Tuesday, June 11 at 7 p.m. on KLRU

American Experience: Stonewall Uprising
Explore the dramatic event that launched a worldwide rights movement as we mark the 50th anniversary of the Stonewall riots. Told by those who took part, from drag queens and street hustlers to police detectives, journalists and a former mayor of New York, this documentary revisits a time when homosexual acts were illegal throughout America and homosexuality was seen as a form of mental illness. Hunted and often entrapped by undercover police in their hometowns, gays from around the U.S. began fleeing to New York in search of a sanctuary. Hounded there by an aggressive police force, they found refuge in the Stonewall Inn, a Mafia-run gay bar in Greenwich Village. When police raided the Stonewall on June 28, 1969, gay men and women did something they had not done before: they fought back. As the streets of New York erupted into violent protests and street demonstrations, the collective anger announced that the gay rights movement had arrived.
Tuesday, June 11 at 8 p.m. on KLRU

Considering Matthew Shepard
In October of 1998, Matthew Shepard was beaten, tortured and left to die. Twenty years later his legacy is remembered in a unique production that uses music, poetry and interviews and to explore a pivotal time in our history. When a hate crime is committed, what does it mean to be a victim, a parent, a community member, a perpetrator? How do we learn to be compassionate and find hope in hopeless situations? As a response to this hate crime, Matthew's story is placed into the context of a passion story presented as a three-part oratorio, bringing new depth to a harrowing story of loss and highlighting the role of art and how we react to tragedy.

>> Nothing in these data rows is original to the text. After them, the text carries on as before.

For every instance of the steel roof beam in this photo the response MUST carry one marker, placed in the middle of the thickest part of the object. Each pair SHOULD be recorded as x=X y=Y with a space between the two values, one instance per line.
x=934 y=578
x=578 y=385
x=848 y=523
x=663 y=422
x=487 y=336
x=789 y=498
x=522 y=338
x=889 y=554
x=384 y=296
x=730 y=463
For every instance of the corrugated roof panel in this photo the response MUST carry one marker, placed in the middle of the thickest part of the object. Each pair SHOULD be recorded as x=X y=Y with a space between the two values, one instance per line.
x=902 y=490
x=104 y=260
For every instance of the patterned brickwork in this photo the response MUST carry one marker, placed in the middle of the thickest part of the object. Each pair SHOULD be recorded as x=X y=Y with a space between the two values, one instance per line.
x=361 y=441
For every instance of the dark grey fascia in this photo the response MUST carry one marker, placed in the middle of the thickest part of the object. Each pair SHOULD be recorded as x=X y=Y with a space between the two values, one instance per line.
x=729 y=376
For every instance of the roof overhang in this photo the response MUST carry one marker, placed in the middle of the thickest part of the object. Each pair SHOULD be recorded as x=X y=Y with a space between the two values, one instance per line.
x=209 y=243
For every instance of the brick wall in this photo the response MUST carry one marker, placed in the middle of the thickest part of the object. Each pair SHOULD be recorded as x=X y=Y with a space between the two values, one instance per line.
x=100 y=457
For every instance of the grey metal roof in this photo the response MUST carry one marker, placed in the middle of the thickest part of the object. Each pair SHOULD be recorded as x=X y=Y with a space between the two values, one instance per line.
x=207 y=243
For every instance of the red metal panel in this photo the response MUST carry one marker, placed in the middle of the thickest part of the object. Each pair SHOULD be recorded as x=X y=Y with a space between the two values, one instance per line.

At the heart of this production is the renowned composer Craig Hella Johnson and the Grammy Award-winning choral group Conspirare. We follow the creative process as their art is used to explore how music can be a healing force and lift up voices that are rarely heard.
Friday, June 14 at 8 p.m. & Monday, June 17 at 9 p.m. on KLRU

American Masters: Terrence McNally
Four-time Tony-winning playwright Terrence McNally has experienced six groundbreaking decades in theater, from Kiss of the Spider Woman and Master Class to Ragtime and Mothers and Sons. This film also delves into McNally's pursuit of love and inspiration throughout his career, LGBTQ activism, triumph over addiction and the power of the arts to transform society. It also features interviews with Chita Rivera, Nathan Lane, Audra McDonald, Angela Lansbury and others.
Friday, June 14 at 9 p.m. on KLRU

The Lavender Scare
This is the first documentary to tell the little-known story of an unrelenting campaign by the federal government to identify and fire all employees suspected of being homosexual. In 1953, President Eisenhower declared gay men and lesbians to be a threat to the security of the country and therefore unfit for government service. Over the next four decades, tens of thousands of government workers would lose their jobs for no reason other than their sexual orientation. But, the actions of the government had an unintended effect. They inadvertently helped ignite the gay rights movement.
Tuesday, June 18 at 8 p.m. on KLRU

POV: The Gospel of Eureka
The spotlight is beaming on drag shows and a passion play in an Arkansas town. With verve, humor and unfailing compassion, The Gospel of Eureka builds unexpected bridges between religious faith and sexual orientation.
Monday, June 24 at 9 p.m. on KLRU

Pacific Heartbeat: Lettis in Waiting
Learn the story behind Tonga's evolving approach to gender fluidity through a character-driven portrait of the most prominent leiti (transgender) in the Kingdom, Joey Mataele, a devout Catholic of royal descent. Over the course of an eventful year, Joey organizes a beauty pageant, mentors a young leiti who is rejected by her family and attempts to work with fundamentalist Christians regarding Tonga's anti-sodomy and cross-dressing laws. Her story reveals what it means to be different in a deeply religious and conservative society, and what it takes to be accepted without giving up who you are.